De toutes les façons, que Kisonga Mazakala qualifie cette ‘résistance’ de ‘dissidence’, cela ne l’engage que lui-même. Dans ces bastions de la résistance congolaise, beaucoup de compatriotes sont arrivés à la même conclusion que le collectif de membres d’universités et d’établissement scientifiques belges et européens quand ils notent : « Les désastres humains n’ont que trop duré en Afrique. Tant «l’appropriation africaine » (…) que « le partenariat » sont des slogans de plus en plus vides, ne rassurant que des diplomaties frileuses qui s’alimentent à une langue de bois futile et déconnectée du terrain et qui tentent d’apaiser leurs consciences (et les nôtres) par l’octroi de millions de dollars au titre de l’aide humanitaire. Le droit à la sécurité est un impératif premier sans lequel la « bonne gouvernance », la « décentralisation », le « développement » et d’autres valeurs prêchées par la communauté internationale n’ont aucune chance d’aboutir. »

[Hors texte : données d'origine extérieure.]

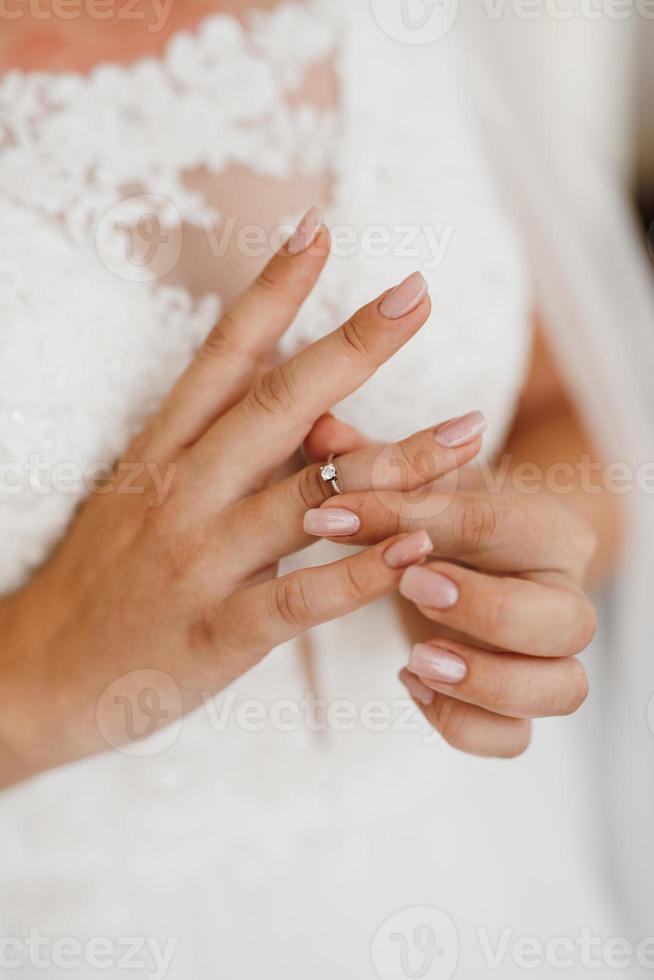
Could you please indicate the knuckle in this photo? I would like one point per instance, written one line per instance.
(413, 462)
(358, 584)
(586, 545)
(356, 337)
(450, 721)
(273, 393)
(377, 515)
(267, 281)
(518, 743)
(585, 626)
(222, 340)
(577, 689)
(495, 612)
(202, 629)
(497, 695)
(478, 524)
(289, 601)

Mais contrairement à ce collectif, les compatriotes résistants ne croient plus à une justice militaire congolaise qui viendrait mettre fin à l’impunité ou à la grande capacité de nuisance de la garde dite républicaine. Ils savent que le fait que cette garde n’ait pas « de statut officiel » est voulu afin qu’elle soit une police politique au service des réseaux d’élite prédateurs. Ils savent que les « forces d’intervention civilo-militaires rapides sur des théâtres d’opérations extra-européens », cet outil dont vient de se doter l’Union européenne, n’interviendront jamais au Congo. Pourquoi ? Le Congo a des minerais stratégiques que les multinationales européennes exploitent en soutenant les milices de la mort et le chef de « l’Etat-manqué » congolais. La sortie de la quadrature du cercle sera prioritairement une initiative mûrie des poches de résistance congolaise soutenues par les hommes et les femmes de bonne volonté. La plupart des institutions et structures officielles, à travers le monde, se nourrissent du suicide collectif congolais. Les poches de résistance éparpillées à travers le Congo le savent. Elles l’ont compris. Qu’Albert Kisonga Mazakala les identifie à des dissidences, cela n’aura aucun impact sur la lutte qu’elles ont décidée de mener.